AI Security Comes of Age in the FY26 NDAA

Daniel Bardenstein
December 17, 2025

What the New Law Gets Right and Where the Real Work Begins

Artificial intelligence (AI) adoption inside the Department of War (DOW) is accelerating faster than almost any previous technology shift. AI is already embedded in intelligence analysis, logistics, cyber operations, targeting, and kinetic weapons, and its footprint is growing by the day. And while the White House and Secretary Hegseth continue to forcefully promote AI adoption, AI security has severely lagged behind. 

The FY26 National Defense Authorization Act (NDAA) meaningfully changes that trajectory.

This year’s NDAA, finally meeting approval through Congress after the government shutdown, represents the most serious congressional effort to date to treat AI not as an experimental capability, but as a first-class national security asset that must be governed, secured, and procured accordingly. We commend Congress, particularly the Armed Services Committees and their staff, for advancing pragmatic, security-focused language that builds on existing cyber and acquisition frameworks rather than reinventing the wheel. At Manifest, we were honored to inform some of these discussions by sharing lessons from the field about AI supply-chain risk, transparency, and operational security.

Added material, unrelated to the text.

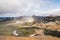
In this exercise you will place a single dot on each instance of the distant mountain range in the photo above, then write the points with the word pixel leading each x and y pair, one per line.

The result is a bill that acknowledges a hard truth: AI systems inherit all the risks of software and introduce new ones that traditional security controls were never designed to handle. The FY26 NDAA doesn’t solve every AI security problem, but it establishes a foundation that matters.

What the NDAA Actually Does and Why It Matters

The AI security provisions in the FY26 NDAA are notable not for their rhetoric, but for how concretely they integrate AI into the Department’s existing security machinery.

1. A Department-Wide AI Security Baseline

Section 1512 requires the DOW to develop and implement a unified policy for the cybersecurity and governance of AI and machine learning systems. Importantly, this policy is lifecycle-based: it applies from development through deployment and sustainment, not just at authorization time.

The law explicitly calls out AI-specific threats, model tampering, adversarial attacks, data leakage, prompt injection, model extraction, jailbreaks, and supply-chain compromise. This is a crucial shift. AI is no longer treated as “just software,” but as a class of systems with distinct failure modes that demand tailored defenses.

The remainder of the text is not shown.